En quoi, selon les critères ecclésiaux, cette doctrine est-elle excellente ?

Fr. J.-G. R. :
Il me semble que la Petite Thérèse rejoint la grande tradition d’une doctrine fondée sur la révélation chrétienne, mais qui a été un peu obscurcie au fil du temps. Thérèse parle de sa petite voie comme « une voie bien courte, toute nouvelle ». Le P. Conrad de Meester, spécialiste thérésien, faisait remarquer que la découverte de l’enfance spirituelle n’est pas nouvelle dans l’Église, et heureusement ! Elle l’est davantage pour l’époque de Thérèse où certaines homélies de Carême à Notre-Dame de Paris pouvaient vous éloigner de Dieu bien plus qu’elles ne vous en rapprochaient ! La vision qui dominait alors était celle d’un Dieu courroucé dont la colère se décharge sur le Fils crucifié pour en satisfaire la justice… Le jansénisme et le luthéranisme avaient déteint ; cette idée de justice divine vindicative vient du protestantisme. Ce qui domine avant tout chez Thérèse, mais aussi partout dans les Évangiles, c’est la vision d’un Dieu d’amour qui veut faire miséricorde à tous pour que tous vivent de sa Vie éternellement. C’est cela la miséricorde divine : l’appel à l’ouverture des cœurs, Dieu veut se donner à nous.

Pensez-vous qu’elle soit aussi Docteur de l’amour et de la miséricorde ?

Fr. J.-G. R. :
Bien sûr, c’est tout un ! La grâce de Dieu, c’est l’Esprit Saint qui nous est communiqué en dépit de nos faiblesses, de nos limites, de nos misères. Pour Dieu, il n’y a pas de mérites préalables à l’invasion de son amour. Sa grâce est gratuite ; mais elle transforme ! La meilleure définition que l’on puisse donner de la miséricorde divine est celle de saint Augustin qui s’appuie sur l’étymologie latine : Miseris cor dare ; autrement dit, Dieu veut donner son Cœur aux miséreux que nous sommes. Saint Paul ne cesse de proclamer la gratuité de cet amour miséricordieux. La voie d’enfance de Thérèse est très simple, comme il est très simple d’être sauvés, mais elle n’en demeure pas moins difficile, parce que nous sommes des êtres compliqués et surtout très orgueilleux !

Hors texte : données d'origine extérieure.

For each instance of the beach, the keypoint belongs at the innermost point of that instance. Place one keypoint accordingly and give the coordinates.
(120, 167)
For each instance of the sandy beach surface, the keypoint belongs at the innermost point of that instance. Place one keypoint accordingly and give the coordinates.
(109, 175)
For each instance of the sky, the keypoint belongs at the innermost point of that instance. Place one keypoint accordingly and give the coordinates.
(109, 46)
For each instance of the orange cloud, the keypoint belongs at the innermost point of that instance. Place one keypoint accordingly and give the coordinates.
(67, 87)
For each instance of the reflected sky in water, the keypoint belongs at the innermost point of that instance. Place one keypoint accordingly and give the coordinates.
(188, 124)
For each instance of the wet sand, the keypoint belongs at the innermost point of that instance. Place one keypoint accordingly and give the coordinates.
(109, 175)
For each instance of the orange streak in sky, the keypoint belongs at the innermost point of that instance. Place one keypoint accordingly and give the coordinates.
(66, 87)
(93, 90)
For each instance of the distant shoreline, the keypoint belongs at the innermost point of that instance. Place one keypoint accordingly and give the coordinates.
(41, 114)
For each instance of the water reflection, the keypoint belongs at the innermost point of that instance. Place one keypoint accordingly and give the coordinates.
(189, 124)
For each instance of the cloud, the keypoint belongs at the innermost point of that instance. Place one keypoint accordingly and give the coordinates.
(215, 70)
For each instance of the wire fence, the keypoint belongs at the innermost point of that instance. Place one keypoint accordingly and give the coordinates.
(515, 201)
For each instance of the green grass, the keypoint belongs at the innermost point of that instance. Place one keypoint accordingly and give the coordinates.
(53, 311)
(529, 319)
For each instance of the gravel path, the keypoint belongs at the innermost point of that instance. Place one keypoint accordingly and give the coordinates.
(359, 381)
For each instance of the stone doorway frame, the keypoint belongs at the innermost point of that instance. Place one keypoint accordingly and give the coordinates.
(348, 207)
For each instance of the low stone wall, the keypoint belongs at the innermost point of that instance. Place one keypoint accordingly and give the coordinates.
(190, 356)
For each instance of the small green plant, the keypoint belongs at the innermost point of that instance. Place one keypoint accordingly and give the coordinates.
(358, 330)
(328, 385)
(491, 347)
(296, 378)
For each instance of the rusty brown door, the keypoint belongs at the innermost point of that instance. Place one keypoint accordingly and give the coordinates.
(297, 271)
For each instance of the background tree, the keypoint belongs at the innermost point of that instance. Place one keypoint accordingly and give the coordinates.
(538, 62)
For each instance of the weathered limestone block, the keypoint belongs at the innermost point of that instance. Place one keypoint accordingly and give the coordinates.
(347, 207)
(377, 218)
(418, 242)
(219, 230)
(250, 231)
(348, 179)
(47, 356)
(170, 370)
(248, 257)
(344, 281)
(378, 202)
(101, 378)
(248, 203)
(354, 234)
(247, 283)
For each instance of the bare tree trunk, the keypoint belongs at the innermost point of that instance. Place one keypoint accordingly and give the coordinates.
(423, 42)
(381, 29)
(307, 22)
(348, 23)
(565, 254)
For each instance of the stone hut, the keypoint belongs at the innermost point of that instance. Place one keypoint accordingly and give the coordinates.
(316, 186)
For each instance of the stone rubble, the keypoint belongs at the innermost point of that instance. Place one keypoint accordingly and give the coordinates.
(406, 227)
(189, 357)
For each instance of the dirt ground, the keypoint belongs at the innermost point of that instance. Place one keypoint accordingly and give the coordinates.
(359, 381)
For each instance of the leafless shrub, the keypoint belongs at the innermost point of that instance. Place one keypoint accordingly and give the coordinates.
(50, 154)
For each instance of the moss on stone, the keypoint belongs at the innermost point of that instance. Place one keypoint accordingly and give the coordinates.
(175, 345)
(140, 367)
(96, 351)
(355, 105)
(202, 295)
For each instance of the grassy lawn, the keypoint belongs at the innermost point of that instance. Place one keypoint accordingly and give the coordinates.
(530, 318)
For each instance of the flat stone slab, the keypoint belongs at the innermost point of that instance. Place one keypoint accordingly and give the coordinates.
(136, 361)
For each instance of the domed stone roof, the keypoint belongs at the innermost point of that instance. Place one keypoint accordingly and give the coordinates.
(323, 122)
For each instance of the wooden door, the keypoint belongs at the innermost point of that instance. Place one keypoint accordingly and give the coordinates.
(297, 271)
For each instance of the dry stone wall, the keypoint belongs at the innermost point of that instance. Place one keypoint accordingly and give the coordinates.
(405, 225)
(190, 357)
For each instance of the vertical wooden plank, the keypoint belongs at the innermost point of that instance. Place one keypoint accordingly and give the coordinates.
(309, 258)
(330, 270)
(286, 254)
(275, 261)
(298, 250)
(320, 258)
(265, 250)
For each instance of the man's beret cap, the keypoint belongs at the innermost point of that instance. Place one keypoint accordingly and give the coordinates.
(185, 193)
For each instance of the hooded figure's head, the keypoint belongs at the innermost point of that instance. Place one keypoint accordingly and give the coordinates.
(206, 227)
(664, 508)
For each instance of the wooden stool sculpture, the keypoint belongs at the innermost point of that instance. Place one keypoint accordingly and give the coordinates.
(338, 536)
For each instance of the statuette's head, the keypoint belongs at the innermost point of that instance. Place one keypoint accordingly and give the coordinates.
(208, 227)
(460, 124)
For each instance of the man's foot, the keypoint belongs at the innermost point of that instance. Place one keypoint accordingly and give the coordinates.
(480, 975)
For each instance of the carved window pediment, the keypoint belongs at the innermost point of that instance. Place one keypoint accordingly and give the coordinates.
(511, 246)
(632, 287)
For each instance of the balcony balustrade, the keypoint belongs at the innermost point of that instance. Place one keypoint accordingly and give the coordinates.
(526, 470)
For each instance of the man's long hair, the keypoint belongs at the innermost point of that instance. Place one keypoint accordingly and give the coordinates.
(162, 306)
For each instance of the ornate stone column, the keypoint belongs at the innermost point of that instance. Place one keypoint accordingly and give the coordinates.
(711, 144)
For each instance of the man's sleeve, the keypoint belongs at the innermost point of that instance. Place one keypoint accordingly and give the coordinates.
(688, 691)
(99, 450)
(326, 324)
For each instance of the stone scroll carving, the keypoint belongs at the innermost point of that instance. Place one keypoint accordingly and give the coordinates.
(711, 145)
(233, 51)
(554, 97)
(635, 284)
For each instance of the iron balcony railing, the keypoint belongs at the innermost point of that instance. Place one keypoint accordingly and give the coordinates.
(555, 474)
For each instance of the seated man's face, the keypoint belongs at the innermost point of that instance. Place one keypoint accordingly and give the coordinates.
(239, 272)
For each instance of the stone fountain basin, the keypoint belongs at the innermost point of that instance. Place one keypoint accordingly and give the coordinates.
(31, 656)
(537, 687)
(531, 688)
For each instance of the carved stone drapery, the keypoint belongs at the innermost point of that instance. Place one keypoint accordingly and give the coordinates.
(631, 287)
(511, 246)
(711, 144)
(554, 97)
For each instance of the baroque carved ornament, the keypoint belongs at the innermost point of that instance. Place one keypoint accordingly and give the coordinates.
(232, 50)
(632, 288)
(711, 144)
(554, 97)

Quelle mission lui voyez-vous aujourd’hui ?

Fr. J.-G. R. :
Thérèse est un véritable Docteur de la grâce, au même titre que saint Augustin, mais en beaucoup plus moderne. Elle nous redit ce que la Tradition a établi, surtout à la suite de saint Paul, sur le thème essentiel de la liberté et de la grâce, mais avec une telle simplicité qu’elle est devenue une star internationale en touchant les cœurs jusqu’aux confins du monde. Son autobiographie spirituelle, Histoire d’une âme, est devenue un best-seller de la littérature catholique mondiale. Elle l’avait elle-même prédit : « Après ma mort, tout le monde m’aimera. »

*Frère Jean-Gabriel Rueg, o.c.d., prieur des carmes de Toulouse, vient de publier Le Père prodigue, une lecture de la parabole de l’enfant prodigue à la lumière de Thérèse de Lisieux. Il a également publié Retraite spirituelle sur la Petite voie d’enfance de Thérèse. Ces deux ouvrages sont aux Éditions du Carmel.